Participants left academic buildings and residence halls at 3:10 p.m. to meet at the building on Sheridan road, after which several speakers — mostly Muslim students — addressed the crowd. A list of demands to the University were then presented after the crowd marched to Harris Hall, such as ceasing the use of E-Verify — which some criticize as dangerous to undocumented students and faculty — and providing free housing during breaks to students who cannot return to their home countries.
Weinberg sophomore Rowan Hussein, who immigrated from Sudan at age 8, said she feels unwanted by her own country because of her background.

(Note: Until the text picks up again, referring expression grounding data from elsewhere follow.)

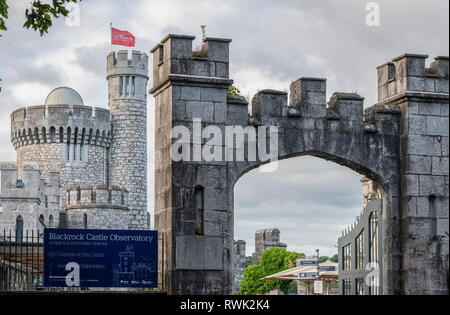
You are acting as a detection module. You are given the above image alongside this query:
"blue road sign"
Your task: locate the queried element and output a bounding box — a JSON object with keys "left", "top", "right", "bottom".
{"left": 44, "top": 229, "right": 158, "bottom": 288}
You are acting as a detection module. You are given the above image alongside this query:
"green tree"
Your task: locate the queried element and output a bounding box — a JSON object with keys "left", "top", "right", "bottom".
{"left": 237, "top": 247, "right": 304, "bottom": 295}
{"left": 319, "top": 256, "right": 329, "bottom": 263}
{"left": 0, "top": 0, "right": 82, "bottom": 37}
{"left": 330, "top": 254, "right": 338, "bottom": 263}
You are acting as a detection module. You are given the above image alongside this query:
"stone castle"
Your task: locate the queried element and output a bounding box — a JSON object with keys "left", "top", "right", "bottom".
{"left": 0, "top": 50, "right": 150, "bottom": 233}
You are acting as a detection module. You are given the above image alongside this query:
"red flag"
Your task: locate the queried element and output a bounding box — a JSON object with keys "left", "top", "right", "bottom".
{"left": 111, "top": 27, "right": 135, "bottom": 47}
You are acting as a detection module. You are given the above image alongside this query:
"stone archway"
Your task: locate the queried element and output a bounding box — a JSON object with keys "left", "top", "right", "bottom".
{"left": 150, "top": 34, "right": 449, "bottom": 295}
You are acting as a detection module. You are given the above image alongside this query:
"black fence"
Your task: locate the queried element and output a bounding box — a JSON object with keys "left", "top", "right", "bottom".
{"left": 0, "top": 230, "right": 44, "bottom": 291}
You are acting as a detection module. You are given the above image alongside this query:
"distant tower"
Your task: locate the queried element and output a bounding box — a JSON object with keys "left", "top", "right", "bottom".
{"left": 107, "top": 50, "right": 149, "bottom": 230}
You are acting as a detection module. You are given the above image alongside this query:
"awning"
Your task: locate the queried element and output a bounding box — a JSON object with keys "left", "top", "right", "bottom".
{"left": 261, "top": 262, "right": 338, "bottom": 281}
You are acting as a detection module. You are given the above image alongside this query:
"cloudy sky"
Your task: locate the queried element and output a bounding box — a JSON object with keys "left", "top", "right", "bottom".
{"left": 0, "top": 0, "right": 448, "bottom": 256}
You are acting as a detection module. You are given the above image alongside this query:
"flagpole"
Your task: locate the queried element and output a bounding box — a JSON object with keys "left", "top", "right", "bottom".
{"left": 110, "top": 22, "right": 113, "bottom": 51}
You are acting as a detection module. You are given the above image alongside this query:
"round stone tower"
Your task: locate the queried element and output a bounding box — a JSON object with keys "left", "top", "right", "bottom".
{"left": 10, "top": 87, "right": 112, "bottom": 225}
{"left": 106, "top": 50, "right": 149, "bottom": 230}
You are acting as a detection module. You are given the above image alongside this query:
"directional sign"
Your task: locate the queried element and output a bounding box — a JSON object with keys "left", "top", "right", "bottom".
{"left": 44, "top": 228, "right": 158, "bottom": 288}
{"left": 298, "top": 272, "right": 319, "bottom": 279}
{"left": 319, "top": 265, "right": 337, "bottom": 272}
{"left": 314, "top": 280, "right": 323, "bottom": 294}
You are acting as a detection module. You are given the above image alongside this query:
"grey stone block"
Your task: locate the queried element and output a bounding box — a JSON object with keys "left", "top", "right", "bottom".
{"left": 419, "top": 103, "right": 441, "bottom": 116}
{"left": 431, "top": 157, "right": 449, "bottom": 175}
{"left": 408, "top": 114, "right": 427, "bottom": 135}
{"left": 181, "top": 86, "right": 201, "bottom": 101}
{"left": 407, "top": 135, "right": 442, "bottom": 156}
{"left": 201, "top": 87, "right": 227, "bottom": 102}
{"left": 176, "top": 236, "right": 223, "bottom": 270}
{"left": 427, "top": 116, "right": 449, "bottom": 136}
{"left": 408, "top": 155, "right": 432, "bottom": 174}
{"left": 419, "top": 175, "right": 446, "bottom": 196}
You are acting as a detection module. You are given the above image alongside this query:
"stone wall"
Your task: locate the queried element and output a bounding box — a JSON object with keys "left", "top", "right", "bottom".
{"left": 0, "top": 163, "right": 60, "bottom": 236}
{"left": 378, "top": 54, "right": 449, "bottom": 295}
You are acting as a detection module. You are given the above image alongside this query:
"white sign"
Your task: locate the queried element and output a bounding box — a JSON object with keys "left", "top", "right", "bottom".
{"left": 314, "top": 280, "right": 323, "bottom": 294}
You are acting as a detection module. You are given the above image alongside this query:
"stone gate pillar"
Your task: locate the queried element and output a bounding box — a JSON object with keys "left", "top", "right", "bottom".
{"left": 150, "top": 34, "right": 234, "bottom": 294}
{"left": 377, "top": 54, "right": 449, "bottom": 294}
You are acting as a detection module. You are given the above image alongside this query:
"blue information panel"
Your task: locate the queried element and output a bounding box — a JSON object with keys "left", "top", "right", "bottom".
{"left": 44, "top": 229, "right": 158, "bottom": 288}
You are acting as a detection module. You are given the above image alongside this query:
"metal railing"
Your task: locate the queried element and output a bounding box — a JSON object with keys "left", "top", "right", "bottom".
{"left": 0, "top": 230, "right": 44, "bottom": 291}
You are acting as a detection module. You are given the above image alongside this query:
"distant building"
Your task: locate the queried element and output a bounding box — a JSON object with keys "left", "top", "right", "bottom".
{"left": 252, "top": 228, "right": 287, "bottom": 264}
{"left": 338, "top": 178, "right": 383, "bottom": 295}
{"left": 232, "top": 240, "right": 247, "bottom": 293}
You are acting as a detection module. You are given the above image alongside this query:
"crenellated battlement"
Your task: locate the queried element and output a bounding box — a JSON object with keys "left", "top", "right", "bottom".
{"left": 66, "top": 185, "right": 129, "bottom": 209}
{"left": 246, "top": 77, "right": 401, "bottom": 135}
{"left": 107, "top": 50, "right": 149, "bottom": 101}
{"left": 150, "top": 34, "right": 232, "bottom": 93}
{"left": 106, "top": 50, "right": 148, "bottom": 78}
{"left": 377, "top": 54, "right": 449, "bottom": 102}
{"left": 10, "top": 105, "right": 111, "bottom": 149}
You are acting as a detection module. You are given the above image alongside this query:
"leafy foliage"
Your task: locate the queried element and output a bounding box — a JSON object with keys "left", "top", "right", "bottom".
{"left": 237, "top": 247, "right": 304, "bottom": 295}
{"left": 0, "top": 0, "right": 8, "bottom": 35}
{"left": 318, "top": 256, "right": 329, "bottom": 263}
{"left": 0, "top": 0, "right": 81, "bottom": 37}
{"left": 227, "top": 84, "right": 241, "bottom": 96}
{"left": 330, "top": 254, "right": 338, "bottom": 263}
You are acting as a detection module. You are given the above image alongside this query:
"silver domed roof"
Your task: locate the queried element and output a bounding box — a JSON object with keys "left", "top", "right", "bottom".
{"left": 45, "top": 87, "right": 84, "bottom": 106}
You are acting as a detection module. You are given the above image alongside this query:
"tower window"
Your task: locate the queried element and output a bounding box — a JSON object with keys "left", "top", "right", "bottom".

Though she takes pride in embodying the “intersection of four resilient identities” — black, Muslim, woman and immigrant — she said she is angry that some fail to respect those identities.
“When you say ‘ban,’ you are not just erasing my identity,” she said. “You are erasing me.”

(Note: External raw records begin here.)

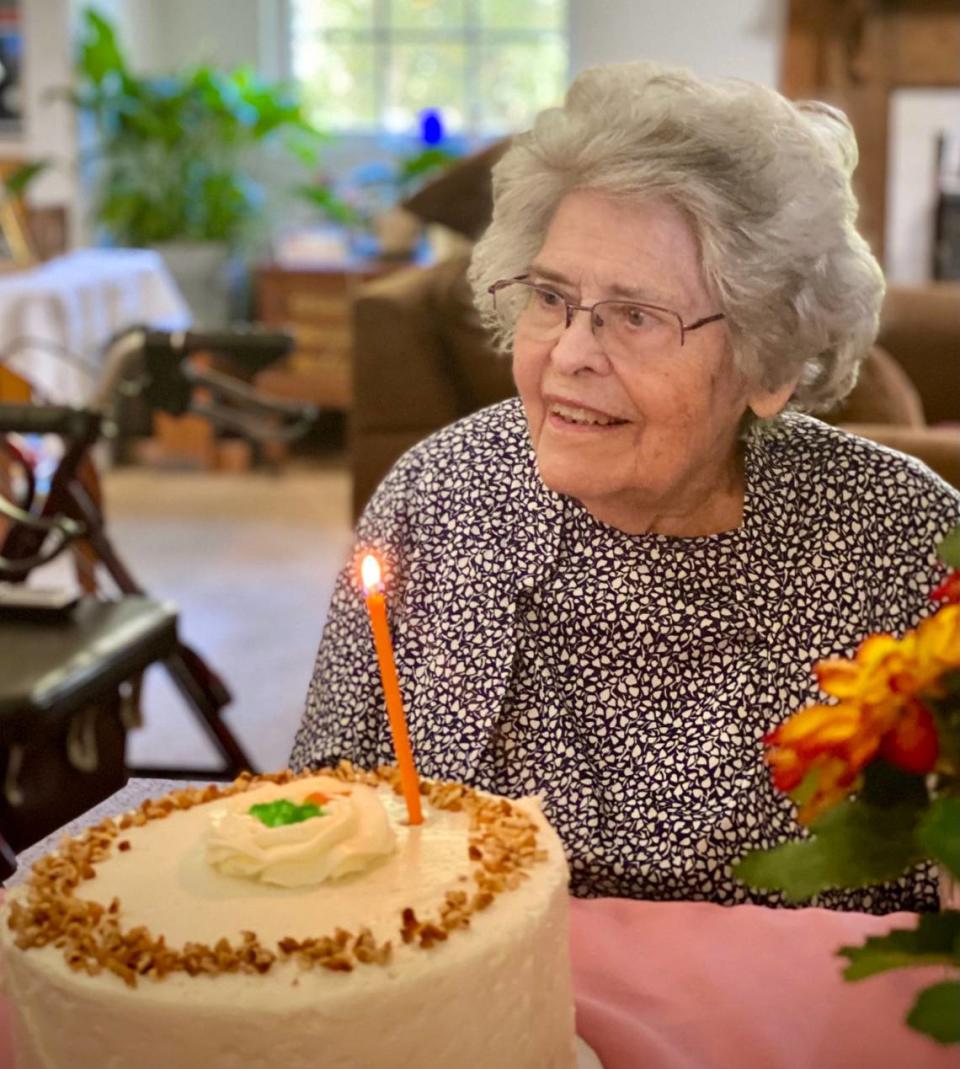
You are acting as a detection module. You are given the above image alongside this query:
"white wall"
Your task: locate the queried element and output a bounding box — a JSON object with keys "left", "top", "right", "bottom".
{"left": 0, "top": 0, "right": 75, "bottom": 207}
{"left": 142, "top": 0, "right": 788, "bottom": 93}
{"left": 129, "top": 0, "right": 265, "bottom": 75}
{"left": 570, "top": 0, "right": 785, "bottom": 86}
{"left": 145, "top": 0, "right": 788, "bottom": 89}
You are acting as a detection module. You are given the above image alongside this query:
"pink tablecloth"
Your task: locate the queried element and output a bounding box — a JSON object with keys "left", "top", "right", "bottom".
{"left": 571, "top": 897, "right": 956, "bottom": 1069}
{"left": 0, "top": 895, "right": 954, "bottom": 1067}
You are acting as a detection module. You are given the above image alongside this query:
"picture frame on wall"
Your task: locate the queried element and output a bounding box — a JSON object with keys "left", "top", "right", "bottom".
{"left": 0, "top": 0, "right": 22, "bottom": 137}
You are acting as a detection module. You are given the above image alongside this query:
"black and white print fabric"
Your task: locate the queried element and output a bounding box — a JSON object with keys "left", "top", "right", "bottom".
{"left": 292, "top": 400, "right": 960, "bottom": 912}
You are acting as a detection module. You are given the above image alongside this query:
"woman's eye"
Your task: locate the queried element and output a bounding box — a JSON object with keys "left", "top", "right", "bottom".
{"left": 613, "top": 303, "right": 648, "bottom": 329}
{"left": 534, "top": 289, "right": 563, "bottom": 308}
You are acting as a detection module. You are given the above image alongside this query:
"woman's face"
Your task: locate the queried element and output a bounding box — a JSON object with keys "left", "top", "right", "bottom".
{"left": 512, "top": 190, "right": 790, "bottom": 534}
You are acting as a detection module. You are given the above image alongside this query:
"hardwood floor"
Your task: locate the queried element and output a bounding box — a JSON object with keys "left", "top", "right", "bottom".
{"left": 99, "top": 459, "right": 354, "bottom": 773}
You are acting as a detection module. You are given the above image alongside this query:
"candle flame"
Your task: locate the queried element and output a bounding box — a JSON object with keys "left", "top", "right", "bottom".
{"left": 360, "top": 553, "right": 382, "bottom": 592}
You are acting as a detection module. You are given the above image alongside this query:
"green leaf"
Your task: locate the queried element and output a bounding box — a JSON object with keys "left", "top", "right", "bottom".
{"left": 1, "top": 161, "right": 51, "bottom": 198}
{"left": 733, "top": 799, "right": 926, "bottom": 901}
{"left": 248, "top": 798, "right": 324, "bottom": 828}
{"left": 398, "top": 147, "right": 456, "bottom": 184}
{"left": 937, "top": 526, "right": 960, "bottom": 569}
{"left": 78, "top": 8, "right": 128, "bottom": 86}
{"left": 839, "top": 912, "right": 960, "bottom": 979}
{"left": 283, "top": 130, "right": 327, "bottom": 167}
{"left": 907, "top": 981, "right": 960, "bottom": 1045}
{"left": 918, "top": 798, "right": 960, "bottom": 880}
{"left": 296, "top": 185, "right": 362, "bottom": 226}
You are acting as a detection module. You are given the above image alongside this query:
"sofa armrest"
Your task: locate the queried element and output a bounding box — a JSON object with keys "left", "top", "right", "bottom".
{"left": 877, "top": 285, "right": 960, "bottom": 426}
{"left": 352, "top": 265, "right": 462, "bottom": 437}
{"left": 841, "top": 423, "right": 960, "bottom": 491}
{"left": 351, "top": 264, "right": 465, "bottom": 518}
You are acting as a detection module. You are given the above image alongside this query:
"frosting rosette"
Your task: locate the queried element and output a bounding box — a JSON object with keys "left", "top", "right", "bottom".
{"left": 205, "top": 776, "right": 397, "bottom": 887}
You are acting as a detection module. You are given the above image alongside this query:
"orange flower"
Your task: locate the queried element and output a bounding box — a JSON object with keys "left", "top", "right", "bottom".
{"left": 931, "top": 570, "right": 960, "bottom": 604}
{"left": 765, "top": 702, "right": 883, "bottom": 823}
{"left": 878, "top": 700, "right": 939, "bottom": 775}
{"left": 765, "top": 605, "right": 960, "bottom": 823}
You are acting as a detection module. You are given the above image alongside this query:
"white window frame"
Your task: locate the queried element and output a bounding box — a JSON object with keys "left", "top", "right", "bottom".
{"left": 271, "top": 0, "right": 570, "bottom": 137}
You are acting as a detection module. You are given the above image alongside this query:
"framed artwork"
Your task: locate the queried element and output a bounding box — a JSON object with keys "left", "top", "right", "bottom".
{"left": 0, "top": 0, "right": 22, "bottom": 137}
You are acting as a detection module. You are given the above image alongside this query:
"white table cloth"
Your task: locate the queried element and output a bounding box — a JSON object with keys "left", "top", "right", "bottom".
{"left": 0, "top": 248, "right": 191, "bottom": 405}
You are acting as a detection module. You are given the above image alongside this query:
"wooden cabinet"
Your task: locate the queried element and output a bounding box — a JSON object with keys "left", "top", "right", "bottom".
{"left": 254, "top": 260, "right": 403, "bottom": 410}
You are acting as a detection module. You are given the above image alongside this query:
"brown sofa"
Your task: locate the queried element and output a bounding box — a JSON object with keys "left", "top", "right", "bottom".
{"left": 351, "top": 261, "right": 960, "bottom": 517}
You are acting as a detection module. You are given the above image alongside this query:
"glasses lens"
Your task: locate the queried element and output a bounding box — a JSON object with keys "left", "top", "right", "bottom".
{"left": 597, "top": 301, "right": 680, "bottom": 356}
{"left": 496, "top": 282, "right": 565, "bottom": 338}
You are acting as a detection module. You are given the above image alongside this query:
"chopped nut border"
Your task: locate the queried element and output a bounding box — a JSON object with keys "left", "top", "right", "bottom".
{"left": 5, "top": 762, "right": 548, "bottom": 986}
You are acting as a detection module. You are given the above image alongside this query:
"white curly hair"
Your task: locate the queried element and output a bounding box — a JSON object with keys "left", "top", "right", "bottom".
{"left": 467, "top": 61, "right": 885, "bottom": 412}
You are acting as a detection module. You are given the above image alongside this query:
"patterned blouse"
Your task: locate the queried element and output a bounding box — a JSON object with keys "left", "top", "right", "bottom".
{"left": 291, "top": 400, "right": 960, "bottom": 912}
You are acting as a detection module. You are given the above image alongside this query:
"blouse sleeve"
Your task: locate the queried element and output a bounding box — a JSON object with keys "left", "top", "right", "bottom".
{"left": 870, "top": 461, "right": 960, "bottom": 635}
{"left": 289, "top": 449, "right": 425, "bottom": 772}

The “#NoMuslimBan Walkout” was organized by the Immigrant Justice Project and various other groups on campus in response to Trump’s order, a 90-day ban prohibiting citizens from seven Muslim-majority countries — Iran, Iraq, Libya, Somalia, Sudan, Syria and Yemen — from entering the United States. The executive order also blocks refugees from entering the country for 120 days, and it prevents Syrian refugees from entering indefinitely. Walkout organizers collected more than $1,000 in donations to the National Immigrant Justice Center and the Council on American Islamic Relations in Chicago.
Communication junior Aneesa Abdul-Fattaah Johnson, who is Muslim, described her father as the strongest man she knows. She said it is scary that her family has to worry about what’s next for Muslims in the United States.
“My dad is scared, and that really means something to me that the fear has gotten to that level where the person who is a pillar in my life is afraid too,” she said in front of the crowd.
Abdul-Fattaah Johnson criticized people who say they care about Muslim rights but refuse to speak up for Muslim individuals on campus. She shared her own classroom experiences of students passively watching during situations in which she felt very uncomfortable. For instance, she said she was emotionally drained when she had to repeatedly defend the goodness of her religion and identity to a white classmate.
“So if you care, step up,” she said. “Say something.”
Walkout participants also held hands in a circle, surrounding Muslim students in a show of solidarity as they prayed Maghrib, the fourth of five daily prayers that occurs at sunset.
Weinberg sophomore Joseph Mathew told The Daily it hurt him to know that Muslim students were suffering in effect of Trump’s policies. He said he hoped the stories of pain and persecution told at the event would be used to support the resistance against the new administration.
McCormick senior Kareem Youssef, an Egyptian-Palestinian American, said Trump’s executive order should move students toward unity and action.
“It’s time for you all to bring yourselves out of a place of complacency and into action,” Youssef said. “You’re supposed to train yourself to feel (and) to be sensitive to these issues. Otherwise you will not be aware, and you will not stand in solidarity.”